Je me frotte les yeux. Peut-être que je ne suis pas encore tout à fait réveillé. Sauf que la planète là, elle recommence la même chose, mais ce coup-ci, elle revient en arrière.

— Elle vient de sauter !

— Ah ça… C’est une histoire très drôle. Vraiment.

La capitaine fait une pause, beaucoup trop théâtrale à mon goût.

— Me regarde pas avec cet air d’ahuri.

Je le sens qu’elle prend son pied à me voir complètement paumé face à cette planète qui… ouais, elle vient de nouveau de sauter.

— Mais…

— C’est sa période de perturbations temporelles, à Zugwon. Ça arrive… Bon, on sait pas trop quand ça arrive. Mais ça arrive.

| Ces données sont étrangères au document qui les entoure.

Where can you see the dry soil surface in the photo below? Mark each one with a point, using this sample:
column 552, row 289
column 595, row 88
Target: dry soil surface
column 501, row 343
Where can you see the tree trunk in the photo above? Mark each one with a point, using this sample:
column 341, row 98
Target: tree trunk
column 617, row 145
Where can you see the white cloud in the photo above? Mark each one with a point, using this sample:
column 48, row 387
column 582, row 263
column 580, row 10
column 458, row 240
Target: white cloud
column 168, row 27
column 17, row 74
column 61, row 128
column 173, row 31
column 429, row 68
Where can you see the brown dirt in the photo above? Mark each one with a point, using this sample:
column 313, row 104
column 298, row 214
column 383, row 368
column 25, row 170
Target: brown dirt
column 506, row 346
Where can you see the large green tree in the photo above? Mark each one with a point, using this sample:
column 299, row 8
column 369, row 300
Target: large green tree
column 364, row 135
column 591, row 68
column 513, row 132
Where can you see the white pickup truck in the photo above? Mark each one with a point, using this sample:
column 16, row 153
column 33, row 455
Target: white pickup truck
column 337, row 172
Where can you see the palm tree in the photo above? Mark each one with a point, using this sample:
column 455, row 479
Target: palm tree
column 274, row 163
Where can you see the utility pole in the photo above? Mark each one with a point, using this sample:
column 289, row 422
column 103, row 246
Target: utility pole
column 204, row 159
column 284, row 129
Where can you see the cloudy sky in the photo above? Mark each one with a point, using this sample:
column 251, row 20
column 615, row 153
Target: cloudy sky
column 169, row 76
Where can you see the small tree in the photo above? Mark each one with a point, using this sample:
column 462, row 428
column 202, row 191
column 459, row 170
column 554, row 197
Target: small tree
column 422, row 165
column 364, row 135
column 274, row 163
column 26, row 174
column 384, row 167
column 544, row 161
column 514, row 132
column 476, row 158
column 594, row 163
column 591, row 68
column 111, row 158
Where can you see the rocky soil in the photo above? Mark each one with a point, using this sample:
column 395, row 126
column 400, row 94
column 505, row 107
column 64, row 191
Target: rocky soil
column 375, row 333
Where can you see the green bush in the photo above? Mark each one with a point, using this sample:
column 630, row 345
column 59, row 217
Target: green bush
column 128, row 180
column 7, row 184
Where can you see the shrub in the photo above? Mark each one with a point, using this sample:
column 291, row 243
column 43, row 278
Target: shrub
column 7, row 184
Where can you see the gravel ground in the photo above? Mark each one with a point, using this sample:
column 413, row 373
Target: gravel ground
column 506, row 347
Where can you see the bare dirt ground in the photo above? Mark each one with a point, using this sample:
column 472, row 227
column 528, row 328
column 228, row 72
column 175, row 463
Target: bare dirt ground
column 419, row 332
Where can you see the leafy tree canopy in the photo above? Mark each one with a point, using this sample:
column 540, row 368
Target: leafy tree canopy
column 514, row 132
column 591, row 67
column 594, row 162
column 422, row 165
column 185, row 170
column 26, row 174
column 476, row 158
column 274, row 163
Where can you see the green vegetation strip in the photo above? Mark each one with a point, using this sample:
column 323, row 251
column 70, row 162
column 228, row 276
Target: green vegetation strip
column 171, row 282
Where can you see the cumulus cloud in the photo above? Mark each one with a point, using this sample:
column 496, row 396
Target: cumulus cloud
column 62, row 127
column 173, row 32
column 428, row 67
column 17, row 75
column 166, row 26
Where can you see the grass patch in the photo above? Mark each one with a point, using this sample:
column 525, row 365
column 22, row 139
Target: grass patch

— Comment ça « quand » ? Là, tout de suite, maintenant.

— Ouais, mais tu vois, c’est toute la difficulté. Le « maintenant » sur Zugwon, il est pas exactement comme ailleurs. La moitié de l’année, ils vivent dans le bon ordre. Et paf, l’autre moitié, tout se déroule dans n’importe quel sens.

Je la fixe et je me demande si elle n’est pas en train de se moquer de moi. Ce n’est absolument pas exclu.

— Bon, si tu veux, quand ils sont en saison de perturbations, tout se déroule dans le mauvais sens. Par exemple, tu te retrouves à la boulangerie, tu réfléchis aux croissants que tu veux acheter. Paf, t’en as pris trois parce que t’avais faim. Paf, tu rentres dans la boulangerie parce que t’as envie de croissants. Et paf, tu sors de chez toi en te disant que tu passerais bien à la boulangerie. C’est Zugwon, quoi.

— Et… comment ils font pour s’y retrouver ?

— Ils sont habitués.

— Comment on peut s’habituer à vivre dans le mauvais sens ?

— Tu sais, le fait que le sens soit bon ou mauvais, c’est juste une question de point de vue. Toi, par exemple, tu t’attends à manger le dîner après l’avoir mis à cuire ? Eh bah eux, souvent, ils le mangent avant.

— Mais du coup, s’ils l’ont déjà mangé, quel intérêt de le mettre à cuire ?

— Parce que si tu le mets pas à cuire, qu’est-ce que tu viens de manger ?

— Euh…

Je sens mon mal de crâne enfler, enfler…

— Mais si je l’ai mangé et que je ne le mets pas à cuire ?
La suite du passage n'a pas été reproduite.